RESPONSABILIDAD DEL ESTADO POR SU FUNCIÓN JURISDICCIONAL

RESPONSABILIDAD DEL ESTADO POR SU FUNCIÓN JURISDICCIONAL DAVID EDGAR ARBULU COLLAZOS - PERÚ
SUMARIO: 1.- Fundamentos. 1.1.- Teoría de la culpa. 1.3.- Teoría de la difusión social del riesgo. 1.4.- Teoría organicista. 1.5.- El principio de la solidaridad social y la legislacion nacional. 2.- El error judicial. 2.1.- Noción del error. 2.2.- Especies de error. 2.3.- Legislacion nacional. 2.4.- La indemnización y su improcedencia.
El estado de derecho es una autolimitación de las funciones del Estado y que se encuentra sometido a las Normas Constitucionales que le dan origen y de él se aparta la irresponsabilidad que sólo sería procedente en un estado autocrático.

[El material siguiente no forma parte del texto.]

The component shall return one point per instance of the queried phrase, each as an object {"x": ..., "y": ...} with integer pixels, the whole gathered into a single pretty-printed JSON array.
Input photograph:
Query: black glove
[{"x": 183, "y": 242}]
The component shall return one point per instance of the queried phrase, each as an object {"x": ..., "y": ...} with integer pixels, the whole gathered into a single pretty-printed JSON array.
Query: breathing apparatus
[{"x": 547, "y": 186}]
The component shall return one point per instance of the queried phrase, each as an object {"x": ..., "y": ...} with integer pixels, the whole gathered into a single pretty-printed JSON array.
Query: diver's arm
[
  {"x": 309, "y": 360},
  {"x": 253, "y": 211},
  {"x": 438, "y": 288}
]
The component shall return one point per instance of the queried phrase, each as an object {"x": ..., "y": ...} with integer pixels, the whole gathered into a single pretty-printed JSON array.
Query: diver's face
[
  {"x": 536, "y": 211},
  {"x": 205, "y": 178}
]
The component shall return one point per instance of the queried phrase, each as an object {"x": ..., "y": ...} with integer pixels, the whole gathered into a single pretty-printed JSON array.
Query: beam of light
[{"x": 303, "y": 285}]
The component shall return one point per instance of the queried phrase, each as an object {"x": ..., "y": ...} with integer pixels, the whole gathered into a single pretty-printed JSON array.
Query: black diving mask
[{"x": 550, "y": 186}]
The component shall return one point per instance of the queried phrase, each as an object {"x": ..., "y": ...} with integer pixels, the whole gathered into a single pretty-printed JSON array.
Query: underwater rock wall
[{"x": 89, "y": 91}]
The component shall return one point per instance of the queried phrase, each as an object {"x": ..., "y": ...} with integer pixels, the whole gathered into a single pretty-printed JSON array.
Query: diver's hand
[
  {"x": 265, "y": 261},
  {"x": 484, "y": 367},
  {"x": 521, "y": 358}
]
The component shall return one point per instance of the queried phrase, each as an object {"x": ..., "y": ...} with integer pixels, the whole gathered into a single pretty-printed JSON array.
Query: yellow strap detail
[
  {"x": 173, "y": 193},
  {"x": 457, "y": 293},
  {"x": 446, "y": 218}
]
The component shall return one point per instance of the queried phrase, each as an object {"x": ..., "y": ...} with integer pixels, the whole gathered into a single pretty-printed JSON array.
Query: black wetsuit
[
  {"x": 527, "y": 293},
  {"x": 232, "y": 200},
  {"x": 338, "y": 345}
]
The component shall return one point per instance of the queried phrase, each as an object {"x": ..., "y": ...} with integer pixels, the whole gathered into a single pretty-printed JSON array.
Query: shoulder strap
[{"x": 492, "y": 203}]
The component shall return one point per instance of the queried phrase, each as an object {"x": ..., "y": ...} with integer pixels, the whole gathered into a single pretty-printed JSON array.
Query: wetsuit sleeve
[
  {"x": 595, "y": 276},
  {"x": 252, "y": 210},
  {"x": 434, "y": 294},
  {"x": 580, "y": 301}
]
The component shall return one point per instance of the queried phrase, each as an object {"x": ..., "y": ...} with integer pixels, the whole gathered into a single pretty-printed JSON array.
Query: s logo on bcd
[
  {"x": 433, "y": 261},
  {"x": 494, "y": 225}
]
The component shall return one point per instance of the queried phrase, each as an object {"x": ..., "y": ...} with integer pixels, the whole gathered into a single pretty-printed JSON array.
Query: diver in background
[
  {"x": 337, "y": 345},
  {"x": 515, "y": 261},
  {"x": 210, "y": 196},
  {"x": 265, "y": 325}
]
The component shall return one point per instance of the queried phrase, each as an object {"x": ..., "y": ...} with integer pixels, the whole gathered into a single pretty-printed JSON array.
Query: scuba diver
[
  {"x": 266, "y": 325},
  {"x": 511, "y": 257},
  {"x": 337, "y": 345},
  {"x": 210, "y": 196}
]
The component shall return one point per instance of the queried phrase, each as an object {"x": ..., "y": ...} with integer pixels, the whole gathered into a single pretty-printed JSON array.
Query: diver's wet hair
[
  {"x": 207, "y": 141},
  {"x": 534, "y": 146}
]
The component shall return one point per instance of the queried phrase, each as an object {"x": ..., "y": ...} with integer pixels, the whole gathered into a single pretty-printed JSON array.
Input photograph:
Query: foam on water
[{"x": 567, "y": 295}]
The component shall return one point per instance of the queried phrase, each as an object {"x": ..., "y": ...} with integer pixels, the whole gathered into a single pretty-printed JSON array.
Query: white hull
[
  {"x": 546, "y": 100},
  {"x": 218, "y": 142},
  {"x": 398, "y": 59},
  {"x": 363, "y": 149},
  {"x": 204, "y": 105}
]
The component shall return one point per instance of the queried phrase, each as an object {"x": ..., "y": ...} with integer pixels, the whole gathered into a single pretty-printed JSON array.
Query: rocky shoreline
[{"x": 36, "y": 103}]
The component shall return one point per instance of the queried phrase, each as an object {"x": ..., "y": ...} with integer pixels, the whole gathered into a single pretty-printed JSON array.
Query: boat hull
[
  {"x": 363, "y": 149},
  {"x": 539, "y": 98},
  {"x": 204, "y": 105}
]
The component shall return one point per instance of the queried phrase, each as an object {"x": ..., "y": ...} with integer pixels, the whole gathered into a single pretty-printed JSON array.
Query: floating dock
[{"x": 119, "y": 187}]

Así como el Estado es responsable de sus actos de gestión (actividad empresarial del Estado) como persona jurídica que es, igualmente es responsable por sus actos de administración (servicios públicos). No cabe duda entonces que el Estado tiene una responsabilidad compartida tanto por su función privada como por la pública, orientado a amparar el daño sufrido por las víctimas y aplicar un cierto control del Poder Estatal a través de su función jurisdiccional.
1. FUNDAMENTOS
1.1 TEORIA DE LA CULPA
Tiene su sustento en la antigua sanción que se impone al Estado: culpa in eligendo y culpa in vigilando.
Se sostiene que el Estado es responsable por la elección de sus funcionarios y servidores en la actividad jurisdiccional, ya que los jueces y magistrados son nombrados por el Estado a nombre de la Nación, a propuesta de los Concejos Distritales y Nacional de la Magistratura, según sea el caso, y para efectos de los magistrados de la Corte Suprema éstos deben ser ratificados por el Senado de la República.
En consecuencia, el Estado debe responder por la probidad de sus funcionarios, a los que previo concurso de méritos se les delega la facultad de administrar justicia a nombre de la nación.
Igualmente el Estado se encuentra en la obligación de vigilar el funcionamiento de los servicios públicos (y la administración de justicia es uno de ellos) a través de las instancias respectivas.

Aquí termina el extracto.